SCL Meeting Report: Tamiz v Google: Where does it leave ISPs and clause 5?

March 17, 2013

The first ever breakfast seminar of the SCL Media Group, hosted by Olswang LLP, was attended by a large number of SCL members interested in the impact of the Court of Appeal’s recent decision in Tamiz v Google on the future of the law of intermediary liability and the proposed defence under the Defamation Bill.

Dominic Bray, head of the IP, Media and Technology group at K&L Gates, chaired the session and introduced the themes for the seminar. Although a very important decision on intermediary liability, Tamiz v Google perhaps poses as many questions as it answers, particularly as the key issue of the role of the hosting defences under the E-Commerce Regulations 2002 remains unaddressed.

Antony White QC, a media law specialist at Matrix Chambers who represented Google in the recent Court of Appeal decision, provided his insight into the Tamiz case and the legal landscape as regards intermediary liability following the decision.

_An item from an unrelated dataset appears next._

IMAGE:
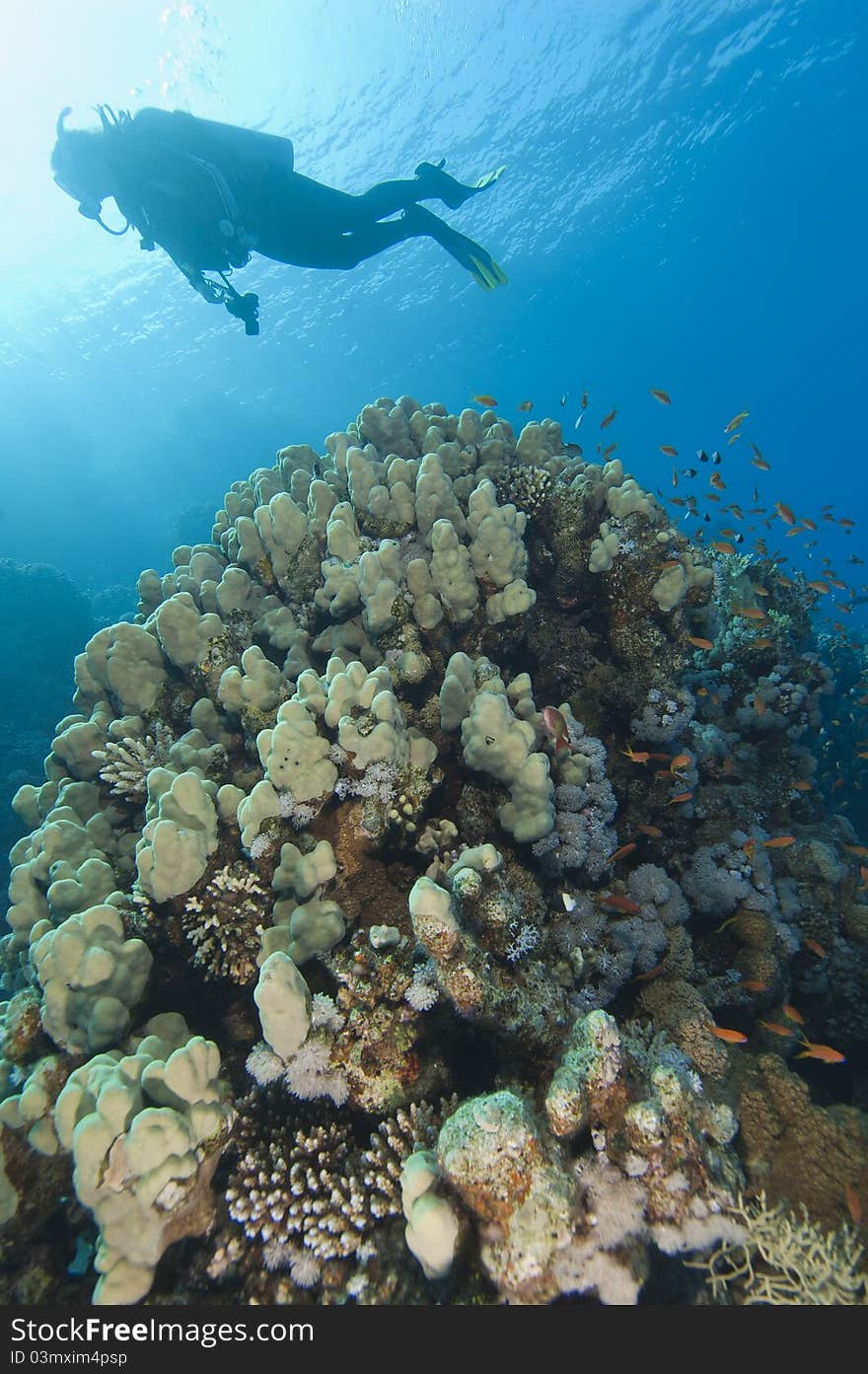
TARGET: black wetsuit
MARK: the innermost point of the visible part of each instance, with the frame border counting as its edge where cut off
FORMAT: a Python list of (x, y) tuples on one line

Despite refusing Mr Tamiz’s appeal on the basis that ‘the game was not worth the candle’, the case presented the Court with an opportunity to provide further clarification on some important outstanding issues in its obiter judgment. Whilst it was not reasonable to conclude that Google could be considered a common law publisher of defamatory content on the platform prior to notification, the court held that it was at least arguable that a refusal or delay in removing the content post-notification could be considered to be causing or contributing to its continued publication. It was also not clear that Google would have an unassailable defence under section 1 of the Defamation Act.

Disappointingly, the Court did not address the issue of the Regulation 19 defence under the E-Commerce Regulations 2002. During the Court of Appeal hearing, the seminar learned that counsel for Mr Tamiz produced an isolated item from the travaux preparartoire from the European Commission’s enactment of the E-Commerce Directive (documents which are often difficult to source). It is possible that this made the Court of Appeal think it would be better not to explore that issue when not all of the travaux were before the court.

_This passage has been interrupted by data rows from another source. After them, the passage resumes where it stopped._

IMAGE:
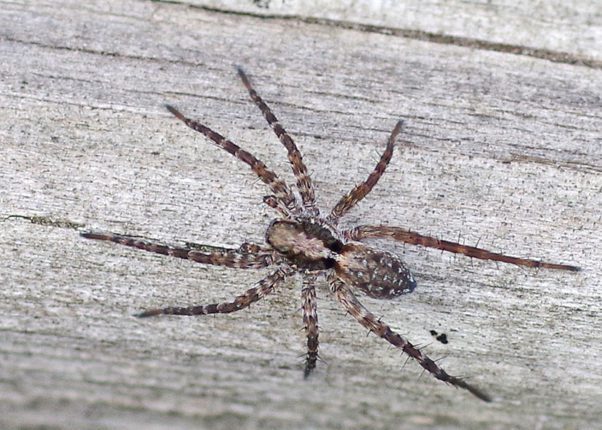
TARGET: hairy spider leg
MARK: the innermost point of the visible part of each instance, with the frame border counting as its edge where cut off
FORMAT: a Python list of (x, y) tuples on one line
[(252, 295), (310, 321), (346, 297), (237, 259), (397, 233), (294, 155), (282, 192), (360, 191)]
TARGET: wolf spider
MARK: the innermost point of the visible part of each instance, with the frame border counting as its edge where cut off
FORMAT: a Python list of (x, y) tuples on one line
[(302, 240)]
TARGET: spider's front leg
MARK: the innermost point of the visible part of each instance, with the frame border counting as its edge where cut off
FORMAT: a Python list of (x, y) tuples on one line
[(252, 295), (397, 233), (375, 325), (310, 320), (247, 257)]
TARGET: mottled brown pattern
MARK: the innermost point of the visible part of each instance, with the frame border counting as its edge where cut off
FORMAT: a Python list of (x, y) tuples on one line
[(360, 191), (378, 327), (310, 321), (304, 185), (277, 185), (247, 257), (303, 241), (252, 295), (369, 231)]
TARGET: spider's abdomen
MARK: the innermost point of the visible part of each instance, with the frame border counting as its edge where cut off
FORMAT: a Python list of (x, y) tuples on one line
[(380, 274)]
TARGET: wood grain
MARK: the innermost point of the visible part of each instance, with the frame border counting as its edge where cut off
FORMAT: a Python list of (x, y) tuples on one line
[(499, 149)]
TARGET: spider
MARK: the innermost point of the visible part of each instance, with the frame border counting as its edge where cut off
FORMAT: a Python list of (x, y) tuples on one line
[(303, 240)]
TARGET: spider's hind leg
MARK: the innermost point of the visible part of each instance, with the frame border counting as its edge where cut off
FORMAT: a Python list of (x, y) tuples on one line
[(375, 325), (397, 233), (286, 199), (252, 295)]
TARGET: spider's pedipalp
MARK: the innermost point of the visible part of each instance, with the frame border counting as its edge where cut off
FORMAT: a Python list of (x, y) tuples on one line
[(237, 259), (282, 192), (397, 233), (360, 191), (304, 184), (366, 318), (310, 321), (252, 295)]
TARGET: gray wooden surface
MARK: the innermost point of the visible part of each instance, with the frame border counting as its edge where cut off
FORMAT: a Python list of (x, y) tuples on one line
[(499, 149)]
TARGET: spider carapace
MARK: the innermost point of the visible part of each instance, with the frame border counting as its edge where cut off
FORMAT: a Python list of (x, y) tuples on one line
[(302, 240)]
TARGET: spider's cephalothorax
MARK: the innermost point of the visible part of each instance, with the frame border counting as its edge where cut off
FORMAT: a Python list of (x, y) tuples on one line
[(302, 240)]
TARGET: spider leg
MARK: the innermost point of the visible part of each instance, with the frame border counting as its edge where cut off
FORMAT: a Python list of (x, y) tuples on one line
[(243, 258), (375, 325), (282, 192), (397, 233), (310, 320), (294, 155), (360, 191), (252, 295)]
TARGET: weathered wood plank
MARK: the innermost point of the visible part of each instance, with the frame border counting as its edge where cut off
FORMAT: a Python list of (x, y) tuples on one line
[(566, 32), (499, 149)]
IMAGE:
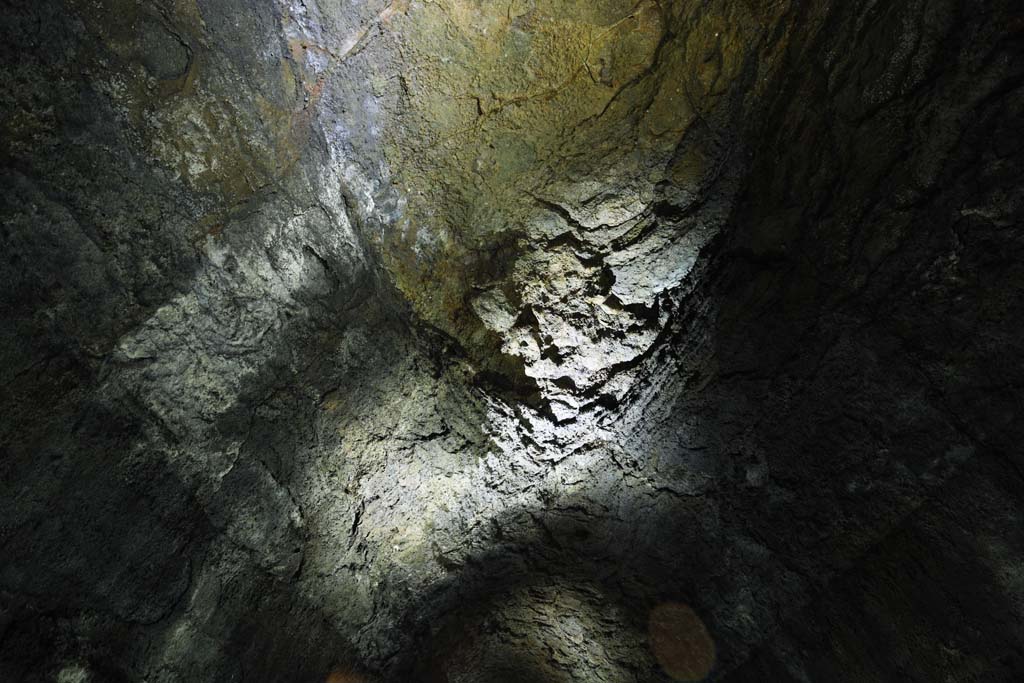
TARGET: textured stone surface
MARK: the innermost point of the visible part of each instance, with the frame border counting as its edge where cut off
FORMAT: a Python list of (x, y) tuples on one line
[(532, 341)]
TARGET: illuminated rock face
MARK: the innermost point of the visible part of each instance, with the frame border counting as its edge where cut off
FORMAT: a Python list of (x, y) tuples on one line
[(526, 341)]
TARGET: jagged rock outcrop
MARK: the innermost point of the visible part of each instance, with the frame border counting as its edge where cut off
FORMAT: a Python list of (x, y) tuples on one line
[(538, 341)]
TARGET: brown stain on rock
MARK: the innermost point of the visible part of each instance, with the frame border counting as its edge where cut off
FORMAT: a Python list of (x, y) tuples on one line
[(681, 642)]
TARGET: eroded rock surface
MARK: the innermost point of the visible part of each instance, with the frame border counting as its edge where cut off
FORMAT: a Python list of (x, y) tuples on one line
[(555, 341)]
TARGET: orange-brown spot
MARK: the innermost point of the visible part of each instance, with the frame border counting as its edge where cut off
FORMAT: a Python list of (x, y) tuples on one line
[(680, 642)]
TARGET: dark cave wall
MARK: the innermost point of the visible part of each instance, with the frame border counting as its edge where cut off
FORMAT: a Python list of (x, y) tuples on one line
[(876, 273), (224, 432)]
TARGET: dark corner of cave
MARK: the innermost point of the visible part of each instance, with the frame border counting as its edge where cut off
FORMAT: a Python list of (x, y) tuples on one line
[(511, 341)]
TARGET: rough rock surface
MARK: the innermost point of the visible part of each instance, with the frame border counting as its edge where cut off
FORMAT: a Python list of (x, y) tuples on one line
[(568, 341)]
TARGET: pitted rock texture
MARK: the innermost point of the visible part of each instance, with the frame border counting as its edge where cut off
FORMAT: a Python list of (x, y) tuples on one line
[(471, 342)]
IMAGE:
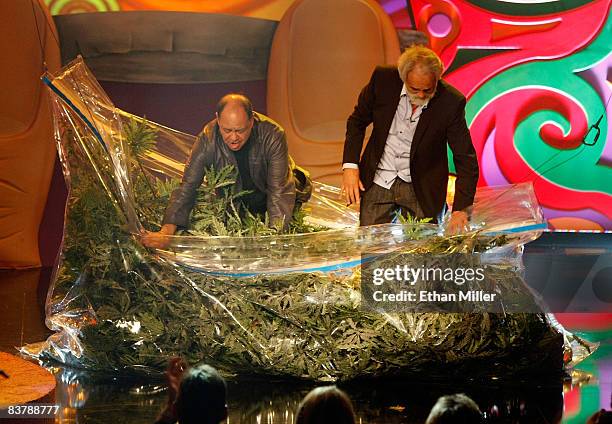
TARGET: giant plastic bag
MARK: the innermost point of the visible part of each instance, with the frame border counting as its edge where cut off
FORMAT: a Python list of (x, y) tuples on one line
[(282, 304)]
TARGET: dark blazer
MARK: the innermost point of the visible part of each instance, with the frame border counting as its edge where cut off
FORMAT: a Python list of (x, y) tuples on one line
[(272, 171), (442, 122)]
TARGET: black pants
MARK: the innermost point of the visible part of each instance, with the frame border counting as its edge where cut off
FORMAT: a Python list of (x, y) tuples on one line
[(380, 205)]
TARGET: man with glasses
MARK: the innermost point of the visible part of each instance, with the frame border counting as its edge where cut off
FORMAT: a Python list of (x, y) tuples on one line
[(404, 167), (256, 146)]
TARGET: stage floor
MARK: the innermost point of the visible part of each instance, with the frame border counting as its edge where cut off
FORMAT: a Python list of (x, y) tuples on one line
[(22, 296)]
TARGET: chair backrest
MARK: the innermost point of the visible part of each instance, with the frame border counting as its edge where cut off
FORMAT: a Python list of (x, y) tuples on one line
[(322, 54), (27, 147)]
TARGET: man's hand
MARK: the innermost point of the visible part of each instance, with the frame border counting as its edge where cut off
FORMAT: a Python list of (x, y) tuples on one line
[(351, 185), (176, 368), (159, 239), (458, 223)]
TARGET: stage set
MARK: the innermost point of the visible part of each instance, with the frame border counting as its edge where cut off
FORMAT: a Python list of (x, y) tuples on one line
[(102, 101)]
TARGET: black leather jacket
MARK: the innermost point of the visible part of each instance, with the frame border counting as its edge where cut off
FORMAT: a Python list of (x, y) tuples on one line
[(272, 170)]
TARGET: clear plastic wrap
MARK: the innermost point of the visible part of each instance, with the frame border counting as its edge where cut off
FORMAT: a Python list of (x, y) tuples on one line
[(281, 304)]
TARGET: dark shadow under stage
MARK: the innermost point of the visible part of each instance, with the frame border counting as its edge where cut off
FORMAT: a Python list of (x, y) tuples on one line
[(573, 271)]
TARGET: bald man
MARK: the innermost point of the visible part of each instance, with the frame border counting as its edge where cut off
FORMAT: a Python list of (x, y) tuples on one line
[(256, 146)]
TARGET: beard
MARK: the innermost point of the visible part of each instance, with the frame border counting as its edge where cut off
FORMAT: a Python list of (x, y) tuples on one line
[(417, 101)]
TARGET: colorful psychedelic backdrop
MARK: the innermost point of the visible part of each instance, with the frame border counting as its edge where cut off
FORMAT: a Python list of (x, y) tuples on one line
[(536, 75)]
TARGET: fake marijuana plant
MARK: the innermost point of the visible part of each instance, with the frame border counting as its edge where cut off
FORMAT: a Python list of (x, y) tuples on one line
[(135, 311)]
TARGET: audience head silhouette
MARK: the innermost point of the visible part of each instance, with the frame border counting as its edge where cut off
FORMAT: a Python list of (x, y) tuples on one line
[(201, 396), (325, 405), (455, 409)]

Ashley Hurst, a partner in the Commercial Litigation team at Olswang LLP, then spoke about the impact of the Tamiz case for the proposed intermediary defence under Clause 7 (previously Clause 5) of the Defamation Bill.

The existing defences available to intermediaries under s 1 of the Defamation Act 1996 and regs 17 and 19 of the E-Commerce Regulations 2002 provide protection in respect of defamatory content hosted on an intermediary’s platform of which it has no knowledge. These differing regimes and the generally accepted higher standard of notification required under the European legislation has led to the defence under the Defamation Act becoming increasingly overlooked.

Under the Defamation Bill, a new defence is proposed for ‘website operators’ that can show that the defamatory statement in question was posted by someone else and that it is possible to bring an action against the original author. However, many questions remain about who the process will apply to, how it will work in practice and whether it will change the default position of removing content to avoid liability.

Whilst Tamiz v Google confirms that intermediaries may be liable for defamatory content once on notice, the Court of Appeal provided no guidance as to what a claimant needs to include in a notice of complaint to demonstrate ‘unlawfulness’. Website operators may therefore be left in the same position of confusion as to the different requirements of valid notice under the parallel English and European regimes.

Whilst improvements have been made to the new clause 5/7 defence, claimants need only go through a ‘box-ticking’ exercise to submit a valid notice of complaint, even for trivial or unmeritorious claims that do not meet the basic requirements of a libel claim. A strong case can therefore be made for a procedure which allows intermediaries to obtain a declaration as to whether a claim meets the basic requirements of a libel claim or not.

Gill Phillips, Director of Editorial Legal Services at Guardian News and Media, provided insight from the perspective of the newspaper industry as to the issues and challenges facing major website operators.

The Guardian has a significant online presence, and hosts very popular comments forums which accompany the majority of its editorial content. As a major national newspaper, it has to balance important internal policy decisions regarding the overall integrity of its content with an appropriate approach to legal risk when deciding upon its moderation strategy. In practice, it therefore generally combines post-modification of comments which are flagged as unsuitable with pre-modification and blocking of certain problematic users. As such, the legal position and reasoning of the court can often differ from the practical reality.

Many of the complaints The Guardian receives relating to user-generated content would not constitute valid notice for the purposes of the relevant legislation, and The Guardian takes a robust and pragmatic view of each complaint on a case-by-case basis. In terms of the impact of the proposed clause 5/7 defence, The Guardian already faces great practical difficulties in identifying and blocking certain problematic users who can easily evade detection through technological means. In addition, the new defence will make many intermediaries, and newspapers in particular, feel uneasy about the requirement to provide the personal details of individual users without an accompanying court order. It is therefore likely that the new clause 5/7 defence will not greatly impact on The Guardian‘s practices and the existing libel defences will continue to be important.